Should an employee performance review be one big love letter?
Maybe so, according to Rachel Feintzeig, who wrote in Tuesday’s Wall Street Journal, “Everything Is Awesome! Why You Can’t Tell Employees They’re Doing a Bad Job.” The idea is that many employers are getting away from providing constructive criticism in performance reviews and are “accentuating the positive.”
My immediate reaction was, “Oh, here we go, catering to those spoiled Millennials again.”
My second thought was, What else is new?
My third thought was, This probably is a very good idea.
Conventional legal wisdom is that employers should be frank in performance evaluations. Be sure to point out everything that the employee does wrong, recognize that even the best employee has room for improvement, and don’t ever mute your criticism. Legally, a termination decision is easier to defend in court if the plaintiff’s problems were addressed in performance reviews.
Great advice. Only problem is, nobody follows it.
Even if you aren’t sending your employee a Valentine’s Day love letter once a year, your performance reviews are probably not nearly critical enough to justify a termination.
And you know what? They shouldn’t be. What makes “legal” sense doesn’t necessarily make sense when you’re dealing with real people.
Has this ever happened to you? You do a presentation for a group of 20. You get a standing ovation and high fives from 19. The 20th person mentions one little thing you got wrong.
Which do you remember? The 19 kudos, or the one criticism? The one criticism, of course! You stay awake half the night trying to figure out what you could have done better, and the other half meditating on what a jerk that person was and just where does he get off, anyway? This is human nature, and most people react the same way to an overall positive performance review that has a few criticisms mixed in. It’s not just “spoiled” Millennials who hate getting negative performance reviews: Gen Xers, Gen Yers, and Boomers hate them, too. Even The Greatest Generation hates them (although they are way too tough to admit it).

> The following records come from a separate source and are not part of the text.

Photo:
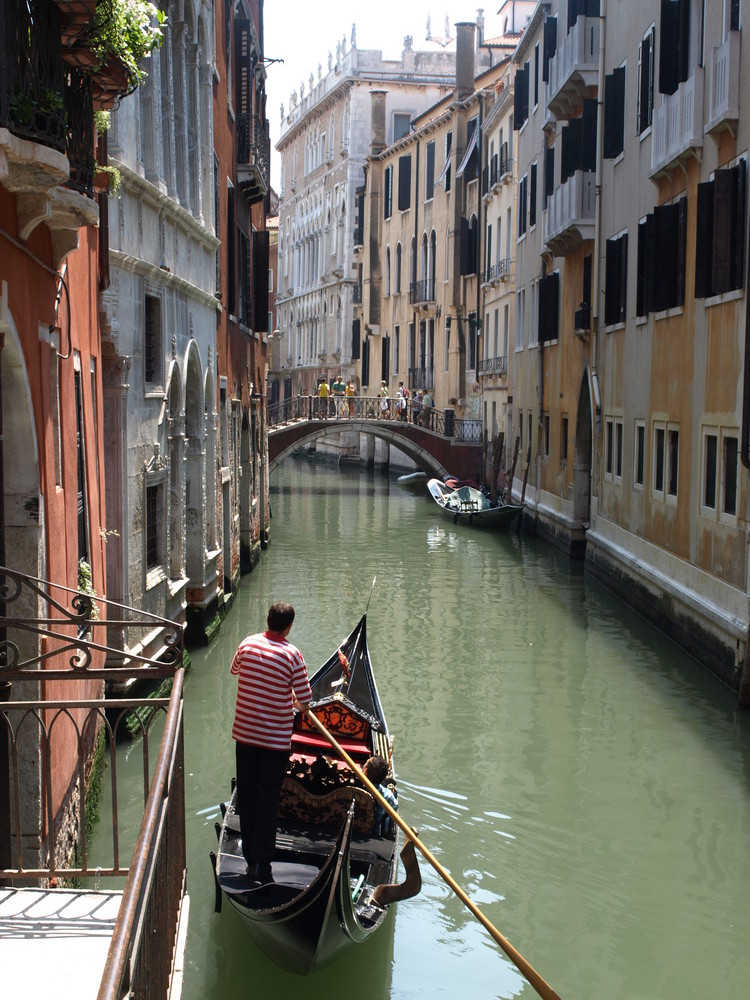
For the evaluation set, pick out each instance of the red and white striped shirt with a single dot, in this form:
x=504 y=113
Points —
x=270 y=669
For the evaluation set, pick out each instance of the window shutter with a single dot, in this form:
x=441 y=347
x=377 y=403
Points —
x=614 y=113
x=681 y=251
x=404 y=182
x=588 y=136
x=550 y=45
x=645 y=85
x=724 y=198
x=738 y=216
x=703 y=240
x=549 y=171
x=669 y=41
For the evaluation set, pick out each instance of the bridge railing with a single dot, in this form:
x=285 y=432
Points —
x=442 y=422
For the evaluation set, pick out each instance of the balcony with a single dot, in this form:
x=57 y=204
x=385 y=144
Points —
x=422 y=292
x=253 y=157
x=493 y=366
x=724 y=102
x=500 y=271
x=677 y=127
x=569 y=217
x=574 y=69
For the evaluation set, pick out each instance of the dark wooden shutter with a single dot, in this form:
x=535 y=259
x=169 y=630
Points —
x=738 y=250
x=549 y=172
x=614 y=113
x=404 y=182
x=724 y=227
x=681 y=252
x=521 y=97
x=260 y=280
x=704 y=240
x=588 y=136
x=645 y=85
x=550 y=45
x=430 y=171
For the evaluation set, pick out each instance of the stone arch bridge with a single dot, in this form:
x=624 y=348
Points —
x=437 y=442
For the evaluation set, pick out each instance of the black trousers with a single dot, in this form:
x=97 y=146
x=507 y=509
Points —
x=260 y=775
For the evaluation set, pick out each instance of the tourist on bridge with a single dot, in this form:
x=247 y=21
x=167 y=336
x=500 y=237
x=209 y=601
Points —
x=416 y=406
x=427 y=407
x=272 y=682
x=339 y=389
x=324 y=391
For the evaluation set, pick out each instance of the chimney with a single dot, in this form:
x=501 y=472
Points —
x=377 y=110
x=464 y=59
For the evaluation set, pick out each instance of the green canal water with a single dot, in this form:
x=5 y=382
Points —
x=581 y=778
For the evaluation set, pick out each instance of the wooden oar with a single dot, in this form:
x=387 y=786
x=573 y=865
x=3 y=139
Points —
x=543 y=988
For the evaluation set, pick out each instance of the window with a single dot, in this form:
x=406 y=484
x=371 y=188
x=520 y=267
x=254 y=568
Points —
x=550 y=45
x=578 y=146
x=549 y=307
x=710 y=470
x=720 y=233
x=674 y=44
x=720 y=466
x=521 y=206
x=616 y=280
x=646 y=81
x=660 y=276
x=401 y=125
x=614 y=113
x=154 y=510
x=429 y=184
x=639 y=462
x=404 y=182
x=521 y=97
x=152 y=345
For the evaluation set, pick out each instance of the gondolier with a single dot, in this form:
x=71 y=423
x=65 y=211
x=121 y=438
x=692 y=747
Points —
x=272 y=682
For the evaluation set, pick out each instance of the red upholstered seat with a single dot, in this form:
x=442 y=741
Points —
x=356 y=748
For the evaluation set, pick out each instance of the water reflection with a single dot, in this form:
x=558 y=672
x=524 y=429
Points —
x=578 y=775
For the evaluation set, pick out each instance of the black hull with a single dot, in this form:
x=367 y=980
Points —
x=324 y=870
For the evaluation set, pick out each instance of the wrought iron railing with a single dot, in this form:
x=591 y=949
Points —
x=52 y=750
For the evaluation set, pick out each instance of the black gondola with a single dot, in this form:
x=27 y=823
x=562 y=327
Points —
x=336 y=856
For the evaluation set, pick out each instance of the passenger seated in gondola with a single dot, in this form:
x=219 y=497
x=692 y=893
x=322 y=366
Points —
x=376 y=770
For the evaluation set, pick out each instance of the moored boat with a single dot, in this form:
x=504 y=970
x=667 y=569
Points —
x=336 y=858
x=467 y=505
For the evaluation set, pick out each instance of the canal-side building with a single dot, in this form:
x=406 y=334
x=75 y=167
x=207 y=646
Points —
x=52 y=446
x=159 y=321
x=325 y=138
x=497 y=273
x=670 y=488
x=555 y=120
x=241 y=193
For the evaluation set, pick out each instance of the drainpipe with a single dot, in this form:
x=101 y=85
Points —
x=594 y=349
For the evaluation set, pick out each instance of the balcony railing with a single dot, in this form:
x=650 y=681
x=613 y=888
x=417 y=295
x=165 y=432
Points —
x=574 y=69
x=724 y=102
x=48 y=747
x=677 y=126
x=253 y=156
x=569 y=218
x=422 y=291
x=493 y=366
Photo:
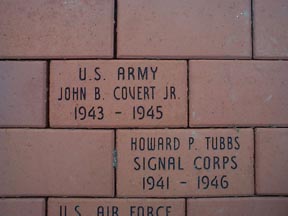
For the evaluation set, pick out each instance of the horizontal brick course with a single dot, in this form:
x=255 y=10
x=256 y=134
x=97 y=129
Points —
x=56 y=162
x=238 y=93
x=184 y=29
x=171 y=163
x=56 y=29
x=118 y=93
x=257 y=206
x=22 y=207
x=271 y=162
x=270 y=29
x=23 y=93
x=114 y=207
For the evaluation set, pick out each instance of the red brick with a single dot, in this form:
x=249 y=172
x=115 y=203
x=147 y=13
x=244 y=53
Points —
x=238 y=93
x=114 y=207
x=271 y=161
x=56 y=162
x=232 y=163
x=22 y=94
x=183 y=29
x=270 y=29
x=56 y=29
x=22 y=207
x=257 y=206
x=112 y=108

As a result, most managers and supervisors know better than to say what they really think. This is how “Needs to Improve” turned into “Development Opportunities.”
One of the points in the Feintzeig article is that negativity in performance reviews causes employees to dread getting their reviews – never a good thing – and the negative comments can be counterproductive. On the other hand, positive comments and encouragement can inspire them to go on to better and better things.
So, since you’re probably not going to give a realistic appraisal anyway, maybe it’s better to simply embrace the love, and be as positive as you honestly can be in the annual performance evaluation. You can always deal with minor issues informally through your normal, day-to-day interaction. When you have a seriously poor performer, deal with it through a Performance Improvement Plan. (By the time you are fed up enough to issue a PIP, you are not likely to have a problem being frank.) If the employee engages in misconduct, use your disciplinary process. But think about giving your figurative hugs and Valentines to everyone else.
Happy Valentine’s Day, and happy President’s Day weekend!